Ne suffisait que plus qu’à communiquer habilement en jouant sans scrupules avec l’argument du climat pour que le grand bond en arrière s’opère. Depuis le débat public sur la Programmation pluriannuelle de l’énergie, un mouvement pronucléaire puissant et organisé est apparu emmené par des figures médiatiques tel Jean-Marc Jancovici. En quelques années, la parenthèse de Fukushima se refermait en France, une large multitude se prononçant en faveur d’une relance de la filière nucléaire. Le débat public en cours sur le Programme nouveau nucléaire français donne à voir la vigueur de ce courant.

On comprend mieux dès lors ce qui s’est passé le 03 février 2023. Après le discours de Belfort, le vote ostentatoire du Sénat donnant à voir que des représentants de la nation se prononcent clairement contre la baisse de la part du nucléaire dans le mixe électrique et la limite des 63.2 Gwe, et la difficulté de mettre en œuvre un débat public sur un programme qui apparaît à beaucoup comme déjà décidé, la Présidence de la République oppose un acte de souveraineté à ceux et celles qui doutent encore de l’opportunité du nucléaire.

Non seulement, le président revient sur le compromis de 2006 mais il remet en cause la distinction en vigueur entre exploitation et contrôle en plaçant au cœur du dispositif qu’il propose le Commissariat à l’énergie atomique.
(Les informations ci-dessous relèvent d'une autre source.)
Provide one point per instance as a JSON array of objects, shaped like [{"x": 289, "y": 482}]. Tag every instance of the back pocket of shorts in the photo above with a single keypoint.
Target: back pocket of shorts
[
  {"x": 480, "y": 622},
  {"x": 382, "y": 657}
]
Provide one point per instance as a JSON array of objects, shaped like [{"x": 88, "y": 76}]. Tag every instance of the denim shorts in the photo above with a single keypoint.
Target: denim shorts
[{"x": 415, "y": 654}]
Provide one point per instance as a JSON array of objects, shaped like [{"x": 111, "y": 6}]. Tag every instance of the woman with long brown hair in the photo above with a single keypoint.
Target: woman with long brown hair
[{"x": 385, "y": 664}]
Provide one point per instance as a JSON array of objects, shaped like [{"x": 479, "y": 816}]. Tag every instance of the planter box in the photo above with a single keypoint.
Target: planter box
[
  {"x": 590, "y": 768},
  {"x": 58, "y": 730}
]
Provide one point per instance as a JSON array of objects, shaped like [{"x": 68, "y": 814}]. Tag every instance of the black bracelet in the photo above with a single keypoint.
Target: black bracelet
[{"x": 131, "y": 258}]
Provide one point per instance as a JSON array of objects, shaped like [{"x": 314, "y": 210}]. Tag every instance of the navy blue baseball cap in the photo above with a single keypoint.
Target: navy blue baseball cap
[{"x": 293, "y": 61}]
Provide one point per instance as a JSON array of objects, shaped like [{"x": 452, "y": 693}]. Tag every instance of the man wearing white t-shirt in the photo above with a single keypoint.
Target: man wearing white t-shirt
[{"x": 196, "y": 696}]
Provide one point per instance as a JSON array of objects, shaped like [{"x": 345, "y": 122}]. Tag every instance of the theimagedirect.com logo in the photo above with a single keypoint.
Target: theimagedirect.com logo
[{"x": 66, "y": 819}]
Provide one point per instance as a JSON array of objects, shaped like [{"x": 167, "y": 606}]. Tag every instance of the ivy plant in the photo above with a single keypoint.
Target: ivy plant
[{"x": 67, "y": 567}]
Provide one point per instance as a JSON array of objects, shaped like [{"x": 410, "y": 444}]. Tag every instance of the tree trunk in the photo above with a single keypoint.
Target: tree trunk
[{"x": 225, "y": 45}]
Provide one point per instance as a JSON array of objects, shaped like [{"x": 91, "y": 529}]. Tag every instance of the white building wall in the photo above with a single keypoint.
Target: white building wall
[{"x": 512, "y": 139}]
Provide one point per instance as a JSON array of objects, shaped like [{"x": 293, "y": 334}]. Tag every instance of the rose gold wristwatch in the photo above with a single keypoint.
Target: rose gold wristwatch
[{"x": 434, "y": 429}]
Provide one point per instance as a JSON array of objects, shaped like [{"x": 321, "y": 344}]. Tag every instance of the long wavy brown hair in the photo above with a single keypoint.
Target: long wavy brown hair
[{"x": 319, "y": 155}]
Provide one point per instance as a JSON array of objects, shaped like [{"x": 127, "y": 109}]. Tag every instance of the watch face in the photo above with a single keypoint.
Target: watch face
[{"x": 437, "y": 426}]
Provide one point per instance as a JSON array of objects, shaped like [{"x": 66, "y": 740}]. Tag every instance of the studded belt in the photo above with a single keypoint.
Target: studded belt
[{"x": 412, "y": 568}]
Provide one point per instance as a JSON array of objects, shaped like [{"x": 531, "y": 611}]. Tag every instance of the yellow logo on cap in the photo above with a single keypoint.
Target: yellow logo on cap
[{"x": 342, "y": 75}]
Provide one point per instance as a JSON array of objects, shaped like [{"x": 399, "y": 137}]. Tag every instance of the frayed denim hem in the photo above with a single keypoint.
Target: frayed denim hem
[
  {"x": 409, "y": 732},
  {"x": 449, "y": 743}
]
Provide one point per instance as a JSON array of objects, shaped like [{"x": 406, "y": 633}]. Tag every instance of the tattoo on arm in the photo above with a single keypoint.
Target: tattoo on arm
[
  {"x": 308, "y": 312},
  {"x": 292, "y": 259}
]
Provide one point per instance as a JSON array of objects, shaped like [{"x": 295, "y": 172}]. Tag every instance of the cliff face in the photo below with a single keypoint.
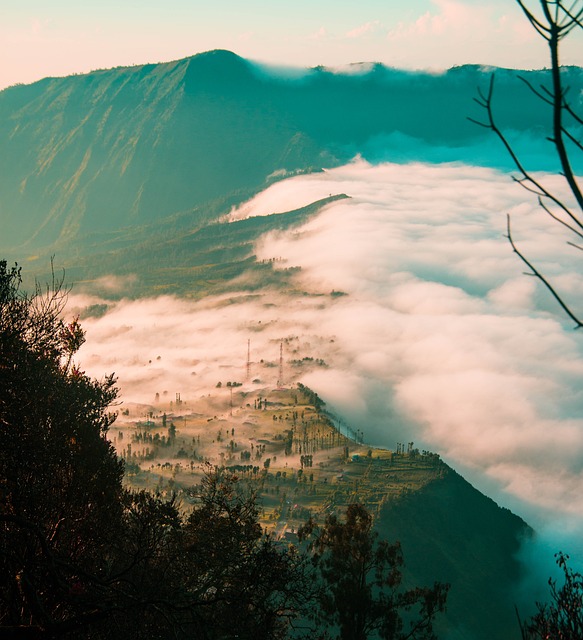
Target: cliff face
[
  {"x": 130, "y": 146},
  {"x": 450, "y": 532}
]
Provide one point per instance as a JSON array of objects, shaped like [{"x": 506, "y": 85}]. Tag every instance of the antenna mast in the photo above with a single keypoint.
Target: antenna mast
[
  {"x": 248, "y": 359},
  {"x": 280, "y": 381}
]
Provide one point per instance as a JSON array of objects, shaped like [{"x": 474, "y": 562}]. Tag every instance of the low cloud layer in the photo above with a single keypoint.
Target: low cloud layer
[{"x": 440, "y": 339}]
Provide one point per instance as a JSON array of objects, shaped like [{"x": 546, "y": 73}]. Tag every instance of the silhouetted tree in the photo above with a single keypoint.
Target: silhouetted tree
[
  {"x": 562, "y": 618},
  {"x": 553, "y": 20},
  {"x": 81, "y": 556},
  {"x": 362, "y": 592}
]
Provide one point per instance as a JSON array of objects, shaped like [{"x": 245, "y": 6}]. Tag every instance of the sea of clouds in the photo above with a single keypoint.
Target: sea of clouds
[{"x": 440, "y": 339}]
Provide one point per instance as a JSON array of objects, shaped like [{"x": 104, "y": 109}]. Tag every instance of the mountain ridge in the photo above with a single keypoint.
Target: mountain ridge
[{"x": 122, "y": 147}]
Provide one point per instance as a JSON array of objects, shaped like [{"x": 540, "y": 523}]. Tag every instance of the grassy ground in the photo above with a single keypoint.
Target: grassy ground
[{"x": 280, "y": 440}]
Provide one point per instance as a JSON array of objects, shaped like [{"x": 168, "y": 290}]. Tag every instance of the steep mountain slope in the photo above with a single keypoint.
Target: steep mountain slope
[
  {"x": 130, "y": 146},
  {"x": 452, "y": 533}
]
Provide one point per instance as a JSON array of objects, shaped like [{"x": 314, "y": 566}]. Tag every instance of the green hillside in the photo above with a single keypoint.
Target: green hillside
[
  {"x": 284, "y": 444},
  {"x": 181, "y": 142}
]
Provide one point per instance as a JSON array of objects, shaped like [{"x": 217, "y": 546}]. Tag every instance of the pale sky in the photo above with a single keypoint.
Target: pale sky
[{"x": 61, "y": 37}]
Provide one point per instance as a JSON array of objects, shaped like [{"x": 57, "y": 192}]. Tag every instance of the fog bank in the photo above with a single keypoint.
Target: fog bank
[{"x": 440, "y": 338}]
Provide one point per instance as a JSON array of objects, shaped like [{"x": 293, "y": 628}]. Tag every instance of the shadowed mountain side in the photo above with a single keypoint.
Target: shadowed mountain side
[
  {"x": 193, "y": 264},
  {"x": 125, "y": 147},
  {"x": 452, "y": 533}
]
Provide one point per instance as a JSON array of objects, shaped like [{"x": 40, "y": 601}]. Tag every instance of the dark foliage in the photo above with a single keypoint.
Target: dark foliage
[
  {"x": 562, "y": 617},
  {"x": 82, "y": 557},
  {"x": 362, "y": 593}
]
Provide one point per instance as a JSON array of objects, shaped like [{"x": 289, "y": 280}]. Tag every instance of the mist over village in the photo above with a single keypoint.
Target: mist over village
[{"x": 290, "y": 327}]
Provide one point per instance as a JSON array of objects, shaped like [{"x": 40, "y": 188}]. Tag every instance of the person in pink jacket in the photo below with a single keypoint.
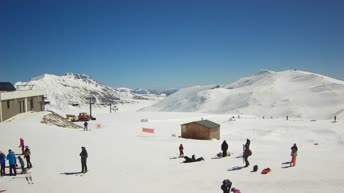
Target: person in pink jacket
[
  {"x": 21, "y": 144},
  {"x": 234, "y": 190}
]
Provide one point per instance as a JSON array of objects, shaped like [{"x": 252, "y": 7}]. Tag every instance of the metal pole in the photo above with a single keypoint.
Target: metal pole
[{"x": 90, "y": 107}]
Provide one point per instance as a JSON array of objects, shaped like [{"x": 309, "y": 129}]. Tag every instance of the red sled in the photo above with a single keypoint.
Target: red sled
[{"x": 266, "y": 171}]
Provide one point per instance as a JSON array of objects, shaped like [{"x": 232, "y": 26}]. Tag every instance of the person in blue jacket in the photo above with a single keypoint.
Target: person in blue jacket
[
  {"x": 12, "y": 161},
  {"x": 22, "y": 165},
  {"x": 2, "y": 163}
]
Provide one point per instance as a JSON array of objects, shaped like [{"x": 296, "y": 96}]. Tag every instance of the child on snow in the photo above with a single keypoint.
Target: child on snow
[
  {"x": 22, "y": 165},
  {"x": 27, "y": 155},
  {"x": 2, "y": 163},
  {"x": 226, "y": 186},
  {"x": 21, "y": 145},
  {"x": 13, "y": 162},
  {"x": 234, "y": 190},
  {"x": 293, "y": 155}
]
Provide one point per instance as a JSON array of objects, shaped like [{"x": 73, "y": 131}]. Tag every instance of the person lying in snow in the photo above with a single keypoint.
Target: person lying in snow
[{"x": 192, "y": 159}]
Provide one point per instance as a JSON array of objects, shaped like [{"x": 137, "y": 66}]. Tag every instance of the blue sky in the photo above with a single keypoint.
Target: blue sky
[{"x": 169, "y": 43}]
A croire que le souci en dernier recours de l’Elysée est de lever des « contraintes » qui selon certains pesaient sur l’exploitation et le développement de la filière nucléaire française. C’est en tout cas ce que l’on pouvait lire dans la synthèse du Rapport Roussely commandé par Nicolas Sarkozy en 2010 :

« La question du risque nucléaire acceptable, ou plus généralement du risque technologique acceptable, est un débat de société à part entière pour lequel la ou les réponses à donner sont naturellement du rôle du Politique. Force est néanmoins de constater que la notion même de compétitivité du nucléaire et l’hétérogénéité des règles de sûreté selon les Etats renforcent l’actualité de ce débat et la nécessité de préciser certaines exigences de sûreté. La seule logique raisonnable ne peut pas être une croissance continue des exigences de sûreté. Dans ce contexte, il est proposé de lancer, sous la responsabilité de l’Etat, un groupe de travail dont la mission serait de formuler des propositions en vue d’associer au mieux exigences de sûreté et contraintes économiques, en incluant une vision internationale, a minima européenne. »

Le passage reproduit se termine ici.